Shakespeare wrote so many love poems, especially sonnets, that it’s hard to find the one that best captures what love is or should be. Sonnet 116 is always a favorite with its lines, “... Love is not love / Which alters when it alteration finds, / Or bends with the remover to remove: / Oh, no! it is an ever fixed mark, / That looks on tempests and is never shaken; / It is the star to every wandering bark, / Whose worth’s unknown, although his height be taken.”
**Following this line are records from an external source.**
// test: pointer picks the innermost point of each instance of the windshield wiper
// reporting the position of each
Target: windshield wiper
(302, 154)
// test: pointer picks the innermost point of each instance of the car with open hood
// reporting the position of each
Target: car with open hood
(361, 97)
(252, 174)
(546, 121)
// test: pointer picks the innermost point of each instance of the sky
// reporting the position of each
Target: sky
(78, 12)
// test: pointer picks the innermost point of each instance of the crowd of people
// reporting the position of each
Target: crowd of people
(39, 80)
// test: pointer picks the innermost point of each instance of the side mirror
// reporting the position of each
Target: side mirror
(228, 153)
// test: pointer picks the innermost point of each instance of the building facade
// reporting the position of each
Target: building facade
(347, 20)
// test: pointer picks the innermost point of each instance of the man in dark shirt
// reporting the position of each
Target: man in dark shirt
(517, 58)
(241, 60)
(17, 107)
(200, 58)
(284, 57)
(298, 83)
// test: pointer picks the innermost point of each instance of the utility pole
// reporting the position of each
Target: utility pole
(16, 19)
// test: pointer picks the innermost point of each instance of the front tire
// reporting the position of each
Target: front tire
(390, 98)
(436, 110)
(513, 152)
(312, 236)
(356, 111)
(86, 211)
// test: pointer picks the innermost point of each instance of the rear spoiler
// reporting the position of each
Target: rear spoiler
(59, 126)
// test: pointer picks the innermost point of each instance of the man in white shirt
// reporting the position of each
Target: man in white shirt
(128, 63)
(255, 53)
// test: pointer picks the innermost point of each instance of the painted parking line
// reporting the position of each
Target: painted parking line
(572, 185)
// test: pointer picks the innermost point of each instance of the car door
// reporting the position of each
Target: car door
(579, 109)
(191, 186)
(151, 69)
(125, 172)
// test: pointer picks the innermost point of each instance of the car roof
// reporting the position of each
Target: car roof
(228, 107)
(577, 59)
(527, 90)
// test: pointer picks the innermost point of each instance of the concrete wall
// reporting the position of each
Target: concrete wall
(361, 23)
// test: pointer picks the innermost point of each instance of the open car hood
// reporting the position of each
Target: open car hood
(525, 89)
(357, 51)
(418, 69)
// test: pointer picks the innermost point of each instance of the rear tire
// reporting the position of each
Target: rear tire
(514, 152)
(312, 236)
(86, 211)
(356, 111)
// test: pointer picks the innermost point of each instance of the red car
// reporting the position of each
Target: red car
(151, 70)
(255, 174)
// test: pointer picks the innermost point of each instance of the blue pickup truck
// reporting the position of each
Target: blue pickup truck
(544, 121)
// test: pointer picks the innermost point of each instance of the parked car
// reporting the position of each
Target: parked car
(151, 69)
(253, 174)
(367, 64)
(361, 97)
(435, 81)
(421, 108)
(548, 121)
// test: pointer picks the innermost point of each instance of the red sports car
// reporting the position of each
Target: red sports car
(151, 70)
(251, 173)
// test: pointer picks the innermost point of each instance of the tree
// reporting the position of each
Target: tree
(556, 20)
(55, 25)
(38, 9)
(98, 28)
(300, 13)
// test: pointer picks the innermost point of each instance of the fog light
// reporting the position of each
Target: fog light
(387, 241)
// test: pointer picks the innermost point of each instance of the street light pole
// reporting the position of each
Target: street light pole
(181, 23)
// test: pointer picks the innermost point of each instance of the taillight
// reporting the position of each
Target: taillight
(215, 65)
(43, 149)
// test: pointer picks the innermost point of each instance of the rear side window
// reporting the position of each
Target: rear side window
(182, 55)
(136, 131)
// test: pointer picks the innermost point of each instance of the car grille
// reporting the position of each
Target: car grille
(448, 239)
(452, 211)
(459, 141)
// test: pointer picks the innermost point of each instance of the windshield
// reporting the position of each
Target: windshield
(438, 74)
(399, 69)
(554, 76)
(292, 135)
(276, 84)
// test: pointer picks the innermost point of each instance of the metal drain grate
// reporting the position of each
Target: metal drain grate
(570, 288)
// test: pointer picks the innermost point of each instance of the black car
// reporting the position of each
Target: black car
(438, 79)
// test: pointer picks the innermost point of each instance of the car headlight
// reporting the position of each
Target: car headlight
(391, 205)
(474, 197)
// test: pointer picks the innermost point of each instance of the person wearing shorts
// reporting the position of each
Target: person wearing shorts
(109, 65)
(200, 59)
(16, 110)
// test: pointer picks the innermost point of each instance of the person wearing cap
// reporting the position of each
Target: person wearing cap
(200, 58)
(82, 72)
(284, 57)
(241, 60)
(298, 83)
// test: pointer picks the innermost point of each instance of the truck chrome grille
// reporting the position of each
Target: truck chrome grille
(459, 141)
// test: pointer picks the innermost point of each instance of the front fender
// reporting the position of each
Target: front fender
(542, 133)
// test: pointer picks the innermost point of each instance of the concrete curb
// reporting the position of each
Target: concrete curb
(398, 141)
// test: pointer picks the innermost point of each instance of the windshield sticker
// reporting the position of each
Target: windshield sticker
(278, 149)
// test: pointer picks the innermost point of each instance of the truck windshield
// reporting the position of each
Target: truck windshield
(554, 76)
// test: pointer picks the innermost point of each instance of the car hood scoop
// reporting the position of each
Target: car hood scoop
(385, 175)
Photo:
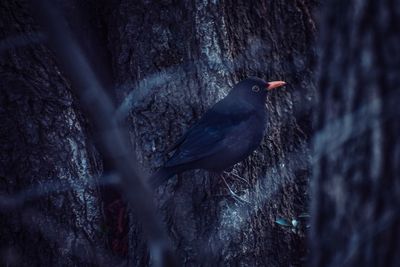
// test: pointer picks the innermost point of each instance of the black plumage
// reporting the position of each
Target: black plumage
(226, 134)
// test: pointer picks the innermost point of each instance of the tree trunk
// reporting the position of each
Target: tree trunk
(172, 61)
(355, 207)
(50, 211)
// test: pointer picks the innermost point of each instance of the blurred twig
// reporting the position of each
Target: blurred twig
(112, 140)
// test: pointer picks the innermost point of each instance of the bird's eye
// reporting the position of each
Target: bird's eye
(255, 88)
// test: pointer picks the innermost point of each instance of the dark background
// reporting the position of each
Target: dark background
(94, 92)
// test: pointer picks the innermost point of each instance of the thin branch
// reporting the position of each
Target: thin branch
(94, 99)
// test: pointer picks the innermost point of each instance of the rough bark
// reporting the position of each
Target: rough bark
(172, 60)
(50, 211)
(355, 201)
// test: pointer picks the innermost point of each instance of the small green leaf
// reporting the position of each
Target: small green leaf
(283, 222)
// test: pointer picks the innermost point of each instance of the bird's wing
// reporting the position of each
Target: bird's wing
(204, 138)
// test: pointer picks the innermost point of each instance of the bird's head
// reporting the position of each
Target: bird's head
(255, 89)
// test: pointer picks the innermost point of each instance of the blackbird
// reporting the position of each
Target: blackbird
(226, 134)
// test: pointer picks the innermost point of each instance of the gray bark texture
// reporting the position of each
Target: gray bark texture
(172, 60)
(50, 214)
(356, 190)
(165, 63)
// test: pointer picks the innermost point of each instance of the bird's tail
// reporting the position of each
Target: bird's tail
(160, 177)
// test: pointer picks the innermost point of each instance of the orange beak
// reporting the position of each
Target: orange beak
(275, 84)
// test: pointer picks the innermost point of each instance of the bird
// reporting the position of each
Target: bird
(226, 134)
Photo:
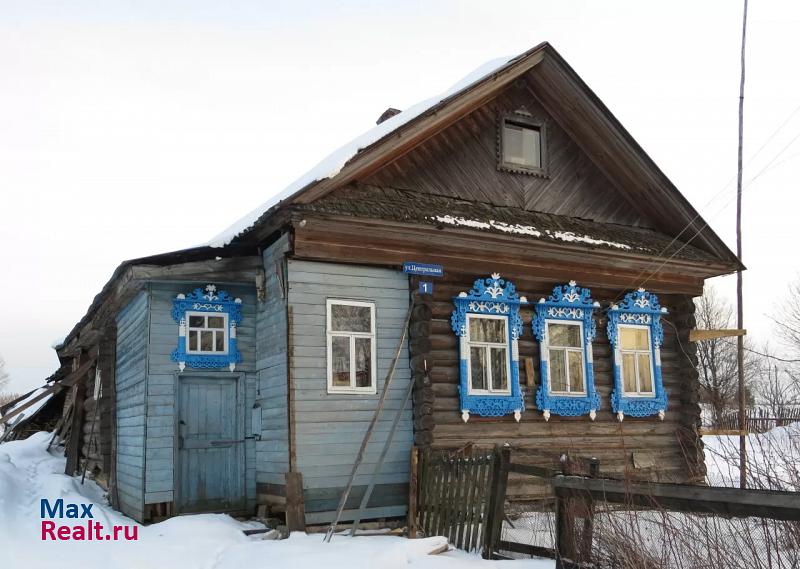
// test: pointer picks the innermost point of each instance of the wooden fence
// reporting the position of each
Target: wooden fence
(757, 420)
(462, 497)
(458, 495)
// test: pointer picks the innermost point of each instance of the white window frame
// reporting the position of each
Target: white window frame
(649, 351)
(487, 362)
(226, 329)
(523, 125)
(581, 350)
(330, 334)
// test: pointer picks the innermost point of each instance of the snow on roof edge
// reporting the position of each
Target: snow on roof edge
(333, 163)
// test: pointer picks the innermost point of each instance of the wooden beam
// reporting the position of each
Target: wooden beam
(701, 335)
(55, 388)
(684, 498)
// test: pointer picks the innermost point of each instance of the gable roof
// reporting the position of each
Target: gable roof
(565, 96)
(407, 206)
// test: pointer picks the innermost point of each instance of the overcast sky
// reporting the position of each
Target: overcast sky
(133, 128)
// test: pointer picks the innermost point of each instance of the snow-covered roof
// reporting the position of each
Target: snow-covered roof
(333, 164)
(30, 411)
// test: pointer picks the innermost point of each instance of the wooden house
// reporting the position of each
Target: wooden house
(245, 373)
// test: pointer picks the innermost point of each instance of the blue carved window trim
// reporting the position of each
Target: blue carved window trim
(207, 301)
(496, 297)
(639, 308)
(569, 303)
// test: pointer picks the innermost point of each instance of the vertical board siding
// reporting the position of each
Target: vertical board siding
(461, 162)
(161, 455)
(131, 373)
(272, 451)
(329, 428)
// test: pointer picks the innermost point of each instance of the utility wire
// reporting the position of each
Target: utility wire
(721, 192)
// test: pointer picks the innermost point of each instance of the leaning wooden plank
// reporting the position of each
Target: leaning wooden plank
(412, 494)
(359, 457)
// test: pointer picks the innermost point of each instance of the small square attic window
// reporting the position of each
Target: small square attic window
(522, 145)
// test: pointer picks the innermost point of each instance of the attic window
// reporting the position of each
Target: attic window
(521, 145)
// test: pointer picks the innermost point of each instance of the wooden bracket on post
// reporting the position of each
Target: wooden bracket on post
(295, 503)
(701, 335)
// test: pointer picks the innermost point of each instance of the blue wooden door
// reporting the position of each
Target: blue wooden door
(211, 446)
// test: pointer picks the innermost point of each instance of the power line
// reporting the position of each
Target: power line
(769, 139)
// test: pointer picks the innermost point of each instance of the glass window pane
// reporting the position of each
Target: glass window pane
(564, 335)
(522, 145)
(645, 380)
(487, 330)
(558, 370)
(629, 373)
(346, 318)
(206, 341)
(499, 369)
(340, 361)
(216, 322)
(363, 362)
(634, 338)
(575, 371)
(477, 363)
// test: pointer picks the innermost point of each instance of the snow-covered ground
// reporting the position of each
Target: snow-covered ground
(28, 474)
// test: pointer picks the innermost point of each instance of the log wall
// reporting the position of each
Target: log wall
(646, 448)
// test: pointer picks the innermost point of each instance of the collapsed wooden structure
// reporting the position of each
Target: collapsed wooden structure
(242, 375)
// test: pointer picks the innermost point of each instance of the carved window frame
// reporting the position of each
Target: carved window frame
(207, 300)
(641, 309)
(497, 297)
(526, 120)
(489, 345)
(568, 303)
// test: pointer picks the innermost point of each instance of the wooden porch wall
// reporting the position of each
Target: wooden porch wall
(161, 452)
(672, 444)
(272, 451)
(130, 377)
(328, 428)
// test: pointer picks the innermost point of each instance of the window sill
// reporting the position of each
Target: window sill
(343, 391)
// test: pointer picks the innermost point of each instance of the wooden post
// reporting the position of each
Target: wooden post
(412, 494)
(497, 501)
(588, 521)
(295, 504)
(565, 529)
(739, 284)
(76, 430)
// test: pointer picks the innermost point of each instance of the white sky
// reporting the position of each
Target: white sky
(133, 128)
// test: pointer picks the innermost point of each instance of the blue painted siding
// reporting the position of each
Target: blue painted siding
(329, 428)
(162, 378)
(272, 451)
(131, 373)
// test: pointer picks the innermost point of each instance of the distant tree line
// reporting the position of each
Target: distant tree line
(772, 375)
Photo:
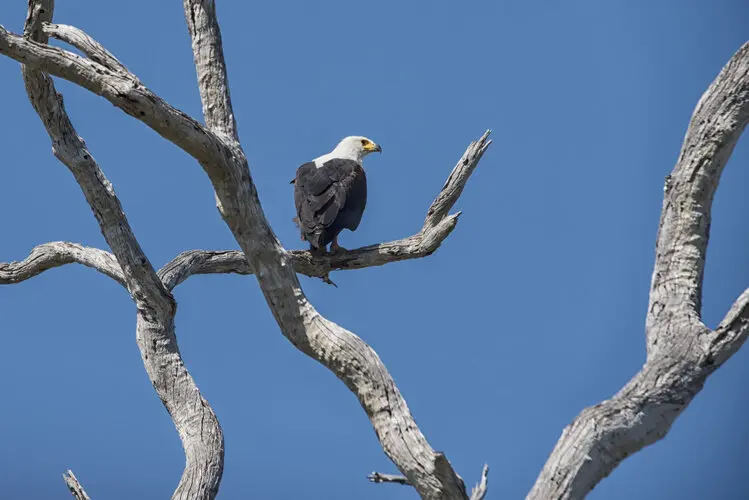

And film goers recall the scene from “Wedding Crashers” when the two main characters bet on whether the Bible reading will be First Corinthians 13: 4-8 or Colossians 3. The passage from Corinthians is so familiar that it is almost a cliché: “Love is patient, love is kind. It does not envy, it does not boast, it is not proud. It does not dishonor others, it is not self-seeking, it is not easily angered, it keeps no record of wrongs. Love does not delight in evil but rejoices with the truth. It always protects, always trusts, always hopes, always perseveres. Love never fails.”

People fail, but love doesn’t. Whatever it is, we want and need it in our lives, and as we grow older, we realize love is not what we say but what we do.

Liz Meador is a retired English instructor from Wayne Community College and an adjunct at North Carolina Wesleyan College.